The largest projected decline is elementary school students, from 1,860 this year to 1,197 in 2032. Middle school enrollment is expected to drop from 1,012 to 734 and high school enrollment from 1,353 to 1,104.

One caveat is there’s an enormous gap between the “high” and “low” scenarios for future student numbers – and thus considerable uncertainty about the total a decade from now – but the Erickson report only offers the full range of predictions through 2024. Total student enrollment that year is forecast at a high of 4,353, mid-range of 4,057 and low of 3,611.

The report notes the error rate for mid-range projections since 2009 has been between 0.1% and 3.6%, except for a 13.5% rate during the onset of the COVID-19 pandemic in 2020 — whereas high and low scenarios are more prone to inaccuracies.

In a letter sent to committee members before the meeting, Watt stated the updated figures shouldn’t strongly affect current operation/delivery of education since “the population changes are happening year by year and the (school district) adjusts its operations accordingly.” But it is timely to discuss impacts regarding capital projects.

“Both Marie Drake and Mendenhall River continue to age,” he wrote. “If the projections are accurate, and there is not much reason to doubt them, then it is more appropriate to add potential school closure into the mix of the discussion about facility renovations. This will be a difficult topic to discuss.”

School board members participating in Thursday’s meeting largely favored keeping schools open and projects continuing, while some assembly members were considerably less inclined to support large commitments.

“We do have these buildings that need major maintenance, and I don’t know if we can afford to not renovate them thinking in eight to 10 years we might not need them,” School Board President Ebett Siddon said.

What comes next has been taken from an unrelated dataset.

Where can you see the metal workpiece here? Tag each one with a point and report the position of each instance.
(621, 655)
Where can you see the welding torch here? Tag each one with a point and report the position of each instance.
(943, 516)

Mayor Beth Weldon said the option of consolidating schools needs to be a future consideration and in the meantime the school district needs to think on a smaller scale when submitting its wish list of projects. That means a proposed $37 million overhaul of the Marie Drake Building “is not something I’m too interested in,” but a $6 million boiler project “is more doable.”

“We ask for a priority list and every time we get a priority list Marie Drake’s at the top with a huge price tag,” she said. “I think smaller projects are probably where we’re at right now.

Average funding for school projects during the past five years has been 1.8% of “replacement value,” slightly below the industry standard of 2-6%, according to Katie Koester, the city’s engineering and public works director. For school board and assembly members that creates a dilemma where the list and cost of deferred projects continues to increase, but available funds are insufficient without asking voters to approve additional taxes or bonds.

Emil Mackey, the school board’s clerk, said he’s not opposed to consolidation, “but I’m also somebody who’s willing to step back and say I’m not sure there are savings there.” He said there’s also the politically sensitive question of which community — such as Douglas residents or one with a large high-risk student population — will feel shunned if a school closure occurs.

“A parent that has to drive by one school to get their kid to another school, or (have the student) take a bus to school, is not going to be a popular decision,” he said.

Meanwhile, students are going to keep going to existing schools for at least the next five years so “it would be great if we can get everyone more comfortable with reasonable investments we can make until we make longer term decisions,” said Brian Holst, the school board’s vice president. At the same time, officials should evaluate alternative uses of the buildings such as pre-kindergarten programs that are already occurring.

“If we have fewer students it may not be that the conclusion is having fewer buildings,” he said.

Another consideration is the neglect in maintenance spending isn’t just the fault of local policymakers, Mackey said.

“The reason we’ve accumulated this so quickly is over the past decade the state has neglected their responsibility,” he said.